The Center for Reproductive Rights’ third major argument centers on gender equality, asserting that access to abortion responds to the right to liberty and privacy.

“One of [Mississippi’s] The main arguments are that women no longer need access to abortion because we have achieved this ideal world of gender equality,” Schneller said. “I’m not exaggerating, you can see their briefs.”

Discussions of gender equality also intersect with issues of racial equity, Schneller added. She cited Mississippi’s startling infant and maternal mortality rateswhich are particularly high among people of color.

Also, Schneller mentioned an amicus brief by leading economists which shows that much of women’s progress over the past 50 years is the result of access to abortion, further illustrating how access to abortion promotes gender equality .

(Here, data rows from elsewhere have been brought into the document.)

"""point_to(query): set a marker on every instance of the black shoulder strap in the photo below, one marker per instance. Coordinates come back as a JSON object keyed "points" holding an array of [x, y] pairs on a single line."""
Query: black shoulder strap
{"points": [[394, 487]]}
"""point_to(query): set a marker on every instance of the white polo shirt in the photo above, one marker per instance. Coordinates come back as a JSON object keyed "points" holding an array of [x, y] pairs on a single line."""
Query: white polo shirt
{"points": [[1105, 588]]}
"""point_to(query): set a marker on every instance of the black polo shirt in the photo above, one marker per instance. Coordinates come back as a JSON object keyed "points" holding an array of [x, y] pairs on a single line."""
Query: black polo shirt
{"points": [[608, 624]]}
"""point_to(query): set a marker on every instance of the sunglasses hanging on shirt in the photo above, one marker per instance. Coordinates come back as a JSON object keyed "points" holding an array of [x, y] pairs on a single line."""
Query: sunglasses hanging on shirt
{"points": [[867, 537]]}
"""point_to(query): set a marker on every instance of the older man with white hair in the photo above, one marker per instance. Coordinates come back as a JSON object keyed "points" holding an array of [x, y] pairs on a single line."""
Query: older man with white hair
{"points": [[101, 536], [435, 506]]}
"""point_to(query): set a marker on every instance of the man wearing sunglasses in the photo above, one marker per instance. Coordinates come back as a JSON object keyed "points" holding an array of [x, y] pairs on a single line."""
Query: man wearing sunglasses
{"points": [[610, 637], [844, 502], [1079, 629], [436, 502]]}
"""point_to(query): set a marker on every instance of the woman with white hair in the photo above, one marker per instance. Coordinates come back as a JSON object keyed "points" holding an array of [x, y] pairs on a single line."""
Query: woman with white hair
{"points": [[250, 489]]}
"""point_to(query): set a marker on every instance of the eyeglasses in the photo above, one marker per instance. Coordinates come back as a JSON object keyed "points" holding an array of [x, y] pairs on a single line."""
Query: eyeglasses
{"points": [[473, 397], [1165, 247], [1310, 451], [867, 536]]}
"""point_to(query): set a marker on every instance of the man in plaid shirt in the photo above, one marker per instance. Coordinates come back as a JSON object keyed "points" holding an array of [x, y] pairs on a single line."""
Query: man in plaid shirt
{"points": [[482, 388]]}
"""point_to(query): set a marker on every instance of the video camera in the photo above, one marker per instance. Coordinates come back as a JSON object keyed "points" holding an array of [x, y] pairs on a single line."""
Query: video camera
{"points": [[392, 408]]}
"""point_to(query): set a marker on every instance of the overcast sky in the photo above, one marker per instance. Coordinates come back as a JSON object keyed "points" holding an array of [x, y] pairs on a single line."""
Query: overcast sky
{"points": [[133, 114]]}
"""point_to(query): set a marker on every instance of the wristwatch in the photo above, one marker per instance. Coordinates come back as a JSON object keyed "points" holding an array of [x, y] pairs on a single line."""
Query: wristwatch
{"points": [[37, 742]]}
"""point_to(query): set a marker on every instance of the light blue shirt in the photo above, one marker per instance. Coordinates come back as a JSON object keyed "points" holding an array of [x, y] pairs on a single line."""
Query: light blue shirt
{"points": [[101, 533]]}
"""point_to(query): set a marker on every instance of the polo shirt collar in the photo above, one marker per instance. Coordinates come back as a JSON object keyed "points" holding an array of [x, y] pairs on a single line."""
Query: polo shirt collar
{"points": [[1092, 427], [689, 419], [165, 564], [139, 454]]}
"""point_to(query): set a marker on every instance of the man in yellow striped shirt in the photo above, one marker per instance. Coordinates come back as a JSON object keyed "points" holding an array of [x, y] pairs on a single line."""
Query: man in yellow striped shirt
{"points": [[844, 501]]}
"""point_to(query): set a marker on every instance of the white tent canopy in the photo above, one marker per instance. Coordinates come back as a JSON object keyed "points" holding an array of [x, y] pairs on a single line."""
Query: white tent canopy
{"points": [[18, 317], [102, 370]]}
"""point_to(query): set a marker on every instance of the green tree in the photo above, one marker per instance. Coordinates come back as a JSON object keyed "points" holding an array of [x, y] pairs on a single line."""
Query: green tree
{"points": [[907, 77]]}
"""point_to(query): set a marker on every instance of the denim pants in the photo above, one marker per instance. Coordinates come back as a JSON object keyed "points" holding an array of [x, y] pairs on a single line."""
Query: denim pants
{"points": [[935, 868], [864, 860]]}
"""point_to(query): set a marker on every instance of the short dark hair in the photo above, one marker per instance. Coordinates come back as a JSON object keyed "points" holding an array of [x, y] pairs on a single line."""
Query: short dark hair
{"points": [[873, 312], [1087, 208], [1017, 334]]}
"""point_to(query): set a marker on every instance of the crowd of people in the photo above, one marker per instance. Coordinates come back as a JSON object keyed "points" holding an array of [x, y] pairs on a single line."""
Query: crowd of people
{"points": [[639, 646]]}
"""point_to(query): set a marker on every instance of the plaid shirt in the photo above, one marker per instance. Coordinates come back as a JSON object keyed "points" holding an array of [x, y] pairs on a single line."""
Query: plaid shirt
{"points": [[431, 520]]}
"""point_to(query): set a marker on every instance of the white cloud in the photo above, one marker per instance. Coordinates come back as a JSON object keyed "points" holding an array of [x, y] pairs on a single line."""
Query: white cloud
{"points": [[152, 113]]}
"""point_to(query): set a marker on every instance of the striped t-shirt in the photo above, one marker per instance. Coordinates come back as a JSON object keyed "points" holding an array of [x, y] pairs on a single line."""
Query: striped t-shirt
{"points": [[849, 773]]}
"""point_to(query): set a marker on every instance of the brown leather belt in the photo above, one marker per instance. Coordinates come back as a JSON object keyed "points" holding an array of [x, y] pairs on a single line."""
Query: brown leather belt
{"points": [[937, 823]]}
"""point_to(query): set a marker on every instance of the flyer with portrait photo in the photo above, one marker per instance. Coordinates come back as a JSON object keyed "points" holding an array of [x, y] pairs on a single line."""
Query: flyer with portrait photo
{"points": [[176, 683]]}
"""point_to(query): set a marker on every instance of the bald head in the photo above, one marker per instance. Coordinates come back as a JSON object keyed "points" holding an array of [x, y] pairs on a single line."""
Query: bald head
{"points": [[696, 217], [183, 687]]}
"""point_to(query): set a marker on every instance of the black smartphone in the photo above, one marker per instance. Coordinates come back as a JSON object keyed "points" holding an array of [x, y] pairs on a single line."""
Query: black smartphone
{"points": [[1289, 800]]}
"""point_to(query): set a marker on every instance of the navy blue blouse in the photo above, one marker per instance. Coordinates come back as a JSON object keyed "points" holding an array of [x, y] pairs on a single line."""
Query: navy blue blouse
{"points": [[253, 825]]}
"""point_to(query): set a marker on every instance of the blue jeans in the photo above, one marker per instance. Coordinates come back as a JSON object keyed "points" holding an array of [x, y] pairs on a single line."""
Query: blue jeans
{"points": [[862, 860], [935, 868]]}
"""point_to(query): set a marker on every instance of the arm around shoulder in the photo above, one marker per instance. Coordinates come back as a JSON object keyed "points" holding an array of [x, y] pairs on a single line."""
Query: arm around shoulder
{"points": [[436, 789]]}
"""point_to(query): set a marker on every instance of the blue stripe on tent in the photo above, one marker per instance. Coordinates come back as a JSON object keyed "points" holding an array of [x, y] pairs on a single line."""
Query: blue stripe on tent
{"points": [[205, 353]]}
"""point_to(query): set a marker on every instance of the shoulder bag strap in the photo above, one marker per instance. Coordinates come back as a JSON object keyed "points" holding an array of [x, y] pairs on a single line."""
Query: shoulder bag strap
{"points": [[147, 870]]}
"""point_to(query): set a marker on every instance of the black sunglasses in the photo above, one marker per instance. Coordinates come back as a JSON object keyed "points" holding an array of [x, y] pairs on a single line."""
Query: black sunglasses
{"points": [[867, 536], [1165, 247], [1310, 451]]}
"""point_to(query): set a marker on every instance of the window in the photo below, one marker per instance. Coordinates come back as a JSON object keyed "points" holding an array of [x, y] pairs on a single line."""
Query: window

Schneller’s concluding argument was that maintaining the abortion ban and overturning Roe would unleash “chaos and evil” upon the country. However, she added that many people do not recognize this possibility.

“I think it’s hard to convince Supreme Court justices, who live in a different world, of the practical harm [restricting abortion access] would cause,” Schneller said.

Schneller called Mississippi’s argument for submitting the abortion issue to the states “dishonest,” noting that overthrowing Roe would trigger abortion bans in many states and hurt Americans.

She suggested students refer to “What If Roe Fell” from the Center for Reproductive Rights. menu to see the status of abortion rights in the states if Roe were overthrown.

Six-week abortion ban underway in Texas by Senate Invoice (SB)8 provides a glimpse of the turmoil that could result from Roe’s knockdown, Schneller said. She added that SB 8 delegates private citizens to enforce the ban and has removed access to safe and legal abortion for many women who are unaware they are six weeks pregnant.

In addition, Schneller admitted that the Supreme Court’s refusal to block SB 8 on procedural grounds sends “wrong signals” for their review of Mississippi law on its merits.

“I’ve been doing this for over 10 years and it’s really different now – it gives less hope,” Schneller said.

However, Schneller expressed confidence in the arguments of the Center for Reproductive Rights and stressed the importance of not giving up in the fight for reproductive rights.

“We have to believe we can win to do this job,” Schneller said.

She added that if the clinics she represents can persist, so can she.

In response to a question from a student about the limits of legal remedies given the current conservative tilt of the judiciary, Schneller said she believed lawyers still had a role to play in the fight for the right to abortion. She highlighted his work fighting abortion restrictions at the state level, which will help mitigate short-term damage if Roe is overthrown. For example, the Center for Reproductive Rights and the American Civil Liberties Union have succeeded argued in February against a Montana law banning advanced practice nurses from performing abortions.

“These are very promising cases to work on,” Schneller said.